Ack! You're pulling ahead of me :) I've just got to the point where I'm
about to start going through the tests with thread_safe_signal. A bit of
a redundant effort, I know, but once I got it to where I was planning to
drop it, it seemed so close to being done. Better to have two thread-safe
implementations than zero, I suppose.
> The thread-safe version will not support grouping and naming of
> slots, so there is a preprocessor flag
> "BOOST_SIGNALS_NO_LEGACY_SUPPORT" which changes the template
> signature of signalN. If defined, the Group and GroupCompare
> parameters are replaced
I didn't really follow exactly why you decided to drop Group and
GroupCompare. I was able to implement support for them pretty trivially
in thread_safe_signal (see thread_safe_signals/detail/slot_groups.hpp and
the connect() functions in
thread_safe_signals/detail/signal_template.hpp).
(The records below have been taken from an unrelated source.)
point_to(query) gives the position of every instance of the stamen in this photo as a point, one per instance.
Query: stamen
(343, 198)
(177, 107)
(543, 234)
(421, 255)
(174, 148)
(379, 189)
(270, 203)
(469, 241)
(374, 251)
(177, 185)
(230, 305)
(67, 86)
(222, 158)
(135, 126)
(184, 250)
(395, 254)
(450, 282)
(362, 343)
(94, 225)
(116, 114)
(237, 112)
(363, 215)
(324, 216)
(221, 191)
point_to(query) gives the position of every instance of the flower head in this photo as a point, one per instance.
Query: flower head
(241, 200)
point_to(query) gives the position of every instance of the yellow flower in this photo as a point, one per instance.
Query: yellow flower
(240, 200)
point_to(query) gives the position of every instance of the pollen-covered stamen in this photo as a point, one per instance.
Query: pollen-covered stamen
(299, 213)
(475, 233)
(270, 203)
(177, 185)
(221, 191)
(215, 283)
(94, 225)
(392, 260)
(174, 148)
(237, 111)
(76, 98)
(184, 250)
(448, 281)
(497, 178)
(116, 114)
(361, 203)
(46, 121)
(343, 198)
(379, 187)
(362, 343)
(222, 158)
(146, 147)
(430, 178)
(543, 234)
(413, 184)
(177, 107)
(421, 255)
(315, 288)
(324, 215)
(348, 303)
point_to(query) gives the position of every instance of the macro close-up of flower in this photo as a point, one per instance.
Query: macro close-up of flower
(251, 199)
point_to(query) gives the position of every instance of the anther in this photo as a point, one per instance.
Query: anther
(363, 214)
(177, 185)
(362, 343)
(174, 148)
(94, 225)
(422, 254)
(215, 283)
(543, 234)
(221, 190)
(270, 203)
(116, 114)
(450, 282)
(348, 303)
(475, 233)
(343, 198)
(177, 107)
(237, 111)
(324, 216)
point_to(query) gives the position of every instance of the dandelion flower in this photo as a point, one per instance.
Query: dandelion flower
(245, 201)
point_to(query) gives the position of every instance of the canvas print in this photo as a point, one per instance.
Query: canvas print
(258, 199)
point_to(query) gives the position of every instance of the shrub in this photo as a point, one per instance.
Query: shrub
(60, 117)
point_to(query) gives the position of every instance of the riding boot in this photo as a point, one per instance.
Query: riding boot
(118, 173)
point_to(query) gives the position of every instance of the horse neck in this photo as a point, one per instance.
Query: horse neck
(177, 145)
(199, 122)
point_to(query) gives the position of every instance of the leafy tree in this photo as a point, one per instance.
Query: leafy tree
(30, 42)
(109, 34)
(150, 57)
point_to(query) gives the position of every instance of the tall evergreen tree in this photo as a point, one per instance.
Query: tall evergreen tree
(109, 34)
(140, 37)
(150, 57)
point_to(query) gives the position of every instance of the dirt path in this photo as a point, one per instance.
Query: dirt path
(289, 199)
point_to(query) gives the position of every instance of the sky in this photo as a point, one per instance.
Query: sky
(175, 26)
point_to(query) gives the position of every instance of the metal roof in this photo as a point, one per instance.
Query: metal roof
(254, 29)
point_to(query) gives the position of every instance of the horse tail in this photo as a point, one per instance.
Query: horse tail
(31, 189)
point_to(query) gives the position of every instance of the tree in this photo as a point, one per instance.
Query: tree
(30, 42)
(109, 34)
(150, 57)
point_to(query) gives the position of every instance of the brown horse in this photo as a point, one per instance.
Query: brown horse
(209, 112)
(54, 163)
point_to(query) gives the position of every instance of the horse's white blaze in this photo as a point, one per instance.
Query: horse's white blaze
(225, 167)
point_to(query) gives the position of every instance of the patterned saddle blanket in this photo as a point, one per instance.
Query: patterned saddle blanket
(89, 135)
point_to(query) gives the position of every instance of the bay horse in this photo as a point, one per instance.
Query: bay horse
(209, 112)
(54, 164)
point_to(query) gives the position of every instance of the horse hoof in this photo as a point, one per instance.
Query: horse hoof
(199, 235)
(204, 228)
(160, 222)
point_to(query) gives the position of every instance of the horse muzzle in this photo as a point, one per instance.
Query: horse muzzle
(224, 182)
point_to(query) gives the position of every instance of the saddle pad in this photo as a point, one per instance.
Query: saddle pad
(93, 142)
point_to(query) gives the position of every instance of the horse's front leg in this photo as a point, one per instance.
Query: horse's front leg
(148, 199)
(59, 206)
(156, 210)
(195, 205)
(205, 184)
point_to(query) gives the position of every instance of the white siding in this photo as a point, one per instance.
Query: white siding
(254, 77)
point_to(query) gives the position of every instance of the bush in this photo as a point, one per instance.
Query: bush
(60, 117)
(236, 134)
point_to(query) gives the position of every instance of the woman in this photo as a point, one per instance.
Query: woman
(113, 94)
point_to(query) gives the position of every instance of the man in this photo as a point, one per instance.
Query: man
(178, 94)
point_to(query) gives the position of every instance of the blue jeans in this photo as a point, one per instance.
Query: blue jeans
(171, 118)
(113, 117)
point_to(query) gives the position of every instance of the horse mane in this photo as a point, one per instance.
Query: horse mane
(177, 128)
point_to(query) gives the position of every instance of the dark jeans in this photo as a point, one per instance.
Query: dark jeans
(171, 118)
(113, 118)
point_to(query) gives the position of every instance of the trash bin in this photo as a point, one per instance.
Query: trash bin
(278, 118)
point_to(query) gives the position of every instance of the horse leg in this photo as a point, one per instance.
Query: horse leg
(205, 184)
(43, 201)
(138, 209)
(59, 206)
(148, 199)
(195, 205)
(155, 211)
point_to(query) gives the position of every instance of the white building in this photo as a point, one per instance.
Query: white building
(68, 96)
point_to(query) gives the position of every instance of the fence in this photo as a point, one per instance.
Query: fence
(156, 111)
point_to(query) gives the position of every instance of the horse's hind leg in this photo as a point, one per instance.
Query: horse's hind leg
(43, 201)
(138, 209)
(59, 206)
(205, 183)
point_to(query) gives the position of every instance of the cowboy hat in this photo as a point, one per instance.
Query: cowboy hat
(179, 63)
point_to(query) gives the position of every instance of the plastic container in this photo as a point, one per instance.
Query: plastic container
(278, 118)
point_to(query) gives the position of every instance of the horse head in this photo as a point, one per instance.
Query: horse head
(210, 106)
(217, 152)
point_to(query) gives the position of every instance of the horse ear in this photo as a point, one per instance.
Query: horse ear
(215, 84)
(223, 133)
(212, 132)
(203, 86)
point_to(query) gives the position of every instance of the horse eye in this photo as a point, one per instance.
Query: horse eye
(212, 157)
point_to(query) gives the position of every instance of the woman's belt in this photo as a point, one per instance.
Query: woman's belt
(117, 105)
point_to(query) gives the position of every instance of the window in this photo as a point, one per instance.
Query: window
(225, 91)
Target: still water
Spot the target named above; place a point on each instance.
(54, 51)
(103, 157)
> The overhead for thread-safety does not grow with the number of
> connected slots, as I use a per-signal mutex and no per-slot
> locking. That looks good here, but I'm not yet sure it is the best
> solution in the long run. It would be nice to not block the
> entire signal for the whole time.
thread_safe_signals should be able to do multiple signal invocations
concurrently, as well as disconnect and connect concurrently with
invocation, due to my much-maligned per-slot locking :) and some other
trickery. If you benchmark thread_safe_signals though, be sure to do it
with multiple slots connected and multiple threads on a multicore cpu so
its benchmark results look nice and inflated :)
However, you should be able to get concurrent signal invocation even with a
single mutex once boost supports a recursive_read_write_mutex, right?